L'intégration naturelle des appareils Arm avec les périphériques et systèmes de gestion existants au sein de l'infrastructure d'une entreprise est censée être fluide. Or, ce n'est pas toujours le cas ces dernières années. Cette incompatibilité entre l'architecture Arm et la couche application Windows a, d'une certaine manière, conduit les entreprises à délaisser les alternatives basées sur Arm aux solutions Windows.

Le souci de l'équivalence des performances et de l'optimisation de l'architecture (notamment Arm) figure parmi les facteurs expliquant la réticence des entreprises à adopter ces processeurs. Bien que la technologie Arm soit bien développée, les processeurs ne semblent pas encore répondre aux attentes suscitées par leurs homologues Intel dans des applications fondamentales telles que le graphisme, la réalité virtuelle et le traitement multimédia.

La sécurité des entreprises qui dépendent fortement de machines Windows fonctionnant en temps réel explique leur prudence quant à la transition de Windows basé sur Intel vers Windows basé sur Arm. Néanmoins, ces deux dernières années, Microsoft a progressivement mis en œuvre des mesures garantissant un niveau de performance équivalent, voire supérieur, et une meilleure compatibilité avec l'écosystème logiciel existant. Par ailleurs, Microsoft affirme que ces garanties devraient réduire les réticences des entreprises clientes à adopter les systèmes Windows basés sur Arm.

Puces IA Qualcomm contre Apple

Le dernier rapport d'Arm a démontré que les versions de Windows 11 bénéficientmaticaméliorées. Qualcomm mise sur cette amélioration pour optimiser les performances et apporter des améliorations concrètes à son offre de solutions mobiles lors de ce cycle de mise à niveau des consoles. Si les résultats des tests sont exacts, ses récentes versions Snapdragon X Superlative, annoncées il y a quelques mois, la positionnent clairement en tête des dédiés à l'IA, face à Intel, AMD et même Apple. Il est intéressant de noter qu'Apple a récemment lancé sa nouvelle gamme M3, juste après l'annonce du Snapdragon X Elite de Qualcomm. Bien que le Snapdragon X Elite soit rapide et économe en énergie, les puces Apple, notamment la série A10 des iPhones et iPads, sont réputées pour leur intégration optimale avec les paramètres matériels et logiciels.

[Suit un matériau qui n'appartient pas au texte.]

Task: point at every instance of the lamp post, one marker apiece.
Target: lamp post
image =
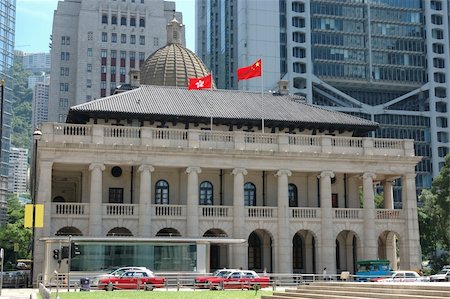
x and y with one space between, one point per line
36 137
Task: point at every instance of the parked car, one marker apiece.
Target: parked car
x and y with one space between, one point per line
403 276
441 275
239 279
119 271
202 282
368 270
135 279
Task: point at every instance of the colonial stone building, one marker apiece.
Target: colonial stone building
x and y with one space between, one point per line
191 181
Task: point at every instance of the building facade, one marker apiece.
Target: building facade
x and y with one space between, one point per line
95 44
384 60
7 24
36 62
140 178
40 105
18 170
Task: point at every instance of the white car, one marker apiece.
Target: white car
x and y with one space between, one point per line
120 271
441 275
404 276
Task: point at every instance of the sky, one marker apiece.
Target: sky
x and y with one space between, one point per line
34 19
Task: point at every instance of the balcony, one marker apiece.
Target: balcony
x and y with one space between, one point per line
98 136
130 211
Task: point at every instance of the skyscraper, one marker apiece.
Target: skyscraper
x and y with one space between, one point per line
96 43
383 60
7 29
18 170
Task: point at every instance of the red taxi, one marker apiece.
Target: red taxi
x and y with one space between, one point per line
136 279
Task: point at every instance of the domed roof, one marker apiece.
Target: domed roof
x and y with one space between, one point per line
173 64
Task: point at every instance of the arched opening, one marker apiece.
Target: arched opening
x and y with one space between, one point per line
68 231
119 232
218 253
303 252
260 251
389 248
168 232
59 199
347 248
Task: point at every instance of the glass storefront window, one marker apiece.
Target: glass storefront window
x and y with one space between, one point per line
97 256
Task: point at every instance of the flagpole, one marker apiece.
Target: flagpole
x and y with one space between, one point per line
262 97
210 103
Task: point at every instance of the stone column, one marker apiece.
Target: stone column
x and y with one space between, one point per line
284 240
43 196
388 195
145 201
328 253
410 255
370 240
192 201
95 207
240 251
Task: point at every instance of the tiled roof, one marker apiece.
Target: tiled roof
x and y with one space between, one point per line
151 102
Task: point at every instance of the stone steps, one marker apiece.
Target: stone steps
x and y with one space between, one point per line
332 290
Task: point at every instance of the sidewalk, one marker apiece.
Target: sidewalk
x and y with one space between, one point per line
19 293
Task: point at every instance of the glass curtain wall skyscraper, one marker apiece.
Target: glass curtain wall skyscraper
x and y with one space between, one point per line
384 60
7 33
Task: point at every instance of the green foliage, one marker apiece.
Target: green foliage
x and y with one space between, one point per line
434 218
13 232
21 107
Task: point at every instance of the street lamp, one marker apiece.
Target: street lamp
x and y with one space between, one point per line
37 134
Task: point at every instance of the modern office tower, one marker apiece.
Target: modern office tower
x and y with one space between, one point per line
95 44
35 79
7 28
36 62
18 170
40 105
384 60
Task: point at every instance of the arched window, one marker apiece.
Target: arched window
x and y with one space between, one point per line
162 192
141 22
293 195
249 194
206 193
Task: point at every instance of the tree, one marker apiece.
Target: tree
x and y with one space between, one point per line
434 217
13 233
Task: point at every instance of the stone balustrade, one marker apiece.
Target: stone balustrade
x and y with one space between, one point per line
71 135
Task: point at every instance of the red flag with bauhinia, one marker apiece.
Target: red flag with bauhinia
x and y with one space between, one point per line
251 71
200 83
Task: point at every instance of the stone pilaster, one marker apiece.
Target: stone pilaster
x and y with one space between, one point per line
95 207
192 201
411 253
240 252
370 240
328 253
145 202
284 242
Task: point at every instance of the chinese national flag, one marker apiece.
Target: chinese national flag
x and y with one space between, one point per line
251 71
200 83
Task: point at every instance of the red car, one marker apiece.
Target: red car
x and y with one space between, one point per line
239 279
202 282
132 280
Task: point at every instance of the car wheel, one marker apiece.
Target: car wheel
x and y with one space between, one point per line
148 287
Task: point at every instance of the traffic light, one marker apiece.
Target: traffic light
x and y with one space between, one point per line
75 250
65 252
56 255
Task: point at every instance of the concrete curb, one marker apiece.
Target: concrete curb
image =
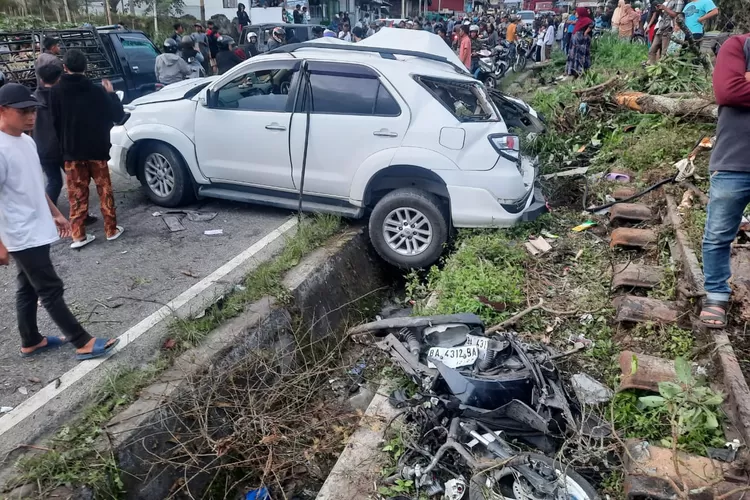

Apple adopte une approche globale qui permet d'optimiser la vitesse des processeurs afin d'obtenir le meilleur rapport performance/consommation énergétique, de satisfaire les consommateurs et de créer une expérience qui fait souvent référence dans le secteur. La gestion rigoureuse de l'écosystème Apple permet une adaptation rapide aux dernières technologies et optimisations, contribuant ainsi de manière significative à sa compétitivité.

Malgré leur air naïf, Qualcomm poursuit une stratégie similaire à celle d'Apple en utilisant la « méthodologie sandbox » (c'est-à-dire un matériel et un système d'exploitation « en interne »).

Qualcomm affirme que ses tests internes sont bien meilleurs que les solutions à puce M3 récemment proposées par Apple. Cette nouvelle surprenante risque d'étonner les inconditionnels d'Apple, qui seront impressionnés par les innovations du Snapdragon X Elite. Les puces M3 sont réputées moins performantes et offrent une autonomie moindre, des points faibles que le Snapdragon a surpassés.

Cependant, la disparité entre ces deux systèmes d'exploitation complique l'analyse. Imposer des restrictions à l'utilisation des machines de test par les médias pourrait influencer les résultats des benchmarks et des performances. L'entreprise a pu présenter une nouvelle série d'applications, finement optimisées pour exploiter pleinement la puissance du NPU du Snapdragon X Elite, le plus avancé à ce jour. Qualcomm a notamment fait la démonstration de quelques jeux fonctionnant parfaitement sous émulation Android.